Note: The rest of the post addresses a lot of abstract concepts, and I'm terrible at explaining myself. If you feel like this post would benefit from more examples, or needs some editing, let me know and I will add them or change it.
The Holistic approach.
What do I mean by "Holistic approach"? Holism is described as the idea that natural systems should be seen and studied as a whole and not as a collection of their parts. The underlying principle is that the whole is not just equal to the sum of its parts.
This is mainly a top to bottom approach when dealing with solving the issue.
When we normally take this approach, what usually happens is that you tend to focus on solving the problem at hand directly instead of the sub problems.
With this approach you think of things like: outputting all prime numbers in the sequence of the n first natural numbers starting at 2, instead of thinking first of solving how to finding out if a given number is prime or not, or outputting all numbers which satisfy a condition to the screen.
What I have seen is that since you tend to focus on the functionality and results of the principal issue instead of the sub problems, you get results that you can use faster. Most of the time they are partial or incomplete results, but the bottom line is you get more "deliverable" value from the start. Things like: I can create a user, but the process doesn't check all fields that need to be validated, etc.
However, as a side effect, what usually happens is that one tends to add "extras" to the code to help him test. I am talking about things like object properties to inspect inner state in your unit tests, having virtual methods that could be marked as final because you need to override them to test, etc.

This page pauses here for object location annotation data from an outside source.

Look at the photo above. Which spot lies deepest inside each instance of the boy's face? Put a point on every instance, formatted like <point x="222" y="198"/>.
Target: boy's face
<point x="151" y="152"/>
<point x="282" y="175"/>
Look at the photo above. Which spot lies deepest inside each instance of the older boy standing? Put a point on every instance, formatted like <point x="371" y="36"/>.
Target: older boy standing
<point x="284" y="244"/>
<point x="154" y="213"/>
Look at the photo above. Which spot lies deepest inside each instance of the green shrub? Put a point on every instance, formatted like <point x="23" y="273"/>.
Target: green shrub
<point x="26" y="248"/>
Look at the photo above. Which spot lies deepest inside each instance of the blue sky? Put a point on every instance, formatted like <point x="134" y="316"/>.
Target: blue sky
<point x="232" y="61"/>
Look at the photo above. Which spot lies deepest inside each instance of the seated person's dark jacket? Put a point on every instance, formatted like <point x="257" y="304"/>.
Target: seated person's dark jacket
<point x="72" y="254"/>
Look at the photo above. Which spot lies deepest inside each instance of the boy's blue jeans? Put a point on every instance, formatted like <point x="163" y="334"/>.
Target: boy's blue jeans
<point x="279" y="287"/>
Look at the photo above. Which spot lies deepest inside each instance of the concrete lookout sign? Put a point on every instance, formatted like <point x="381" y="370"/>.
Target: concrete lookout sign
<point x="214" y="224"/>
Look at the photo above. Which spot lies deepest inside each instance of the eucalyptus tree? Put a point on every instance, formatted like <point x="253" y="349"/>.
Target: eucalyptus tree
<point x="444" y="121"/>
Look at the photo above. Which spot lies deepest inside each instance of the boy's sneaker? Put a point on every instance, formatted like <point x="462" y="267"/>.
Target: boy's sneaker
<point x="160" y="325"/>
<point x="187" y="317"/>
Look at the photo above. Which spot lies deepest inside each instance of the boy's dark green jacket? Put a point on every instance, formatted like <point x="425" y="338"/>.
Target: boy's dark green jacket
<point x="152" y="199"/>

Another common side effect that I have detected is, that the frequent mantra of "the emerging architecture", although still true, usually happens at the end, when you think you have a solid grip over your main problem and then you start refactoring your code.
The inconvenience I see with this is, that if you don't refactor as aggressively and often as you should, this "architecture" may not emerge at all, or it may be deficient. I am not sure if this is good or not, but I personally like to have at least "some" architecture than no architecture, or an "emerging" architecture. Mainly because in both cases it could turn out to be a recipe for disaster if everyone on your team is not on the same page. Like when you have a junior developer on your team or not everyone has the same skill level regarding TDD or refactorization.
One last thing is that as you are developing, you tend to prevent your target problem's corner cases, but not the sub problems' corner cases. This may lead to other bugs when the functionality gets refactored out or when it gets used by others, since they will tend to assume that it works as expected, not just in the context of the main issue, but in the context of the sub problem.
To give an idea, following the prime numbers example, if another coder wanted to use your is_prime() function, it would be reasonable for him to expect false when it gets passed a 0 or 1, but if that wasn't part of the main problem's constraints, the developer may not have considered those exceptions, leading in turn to new bugs.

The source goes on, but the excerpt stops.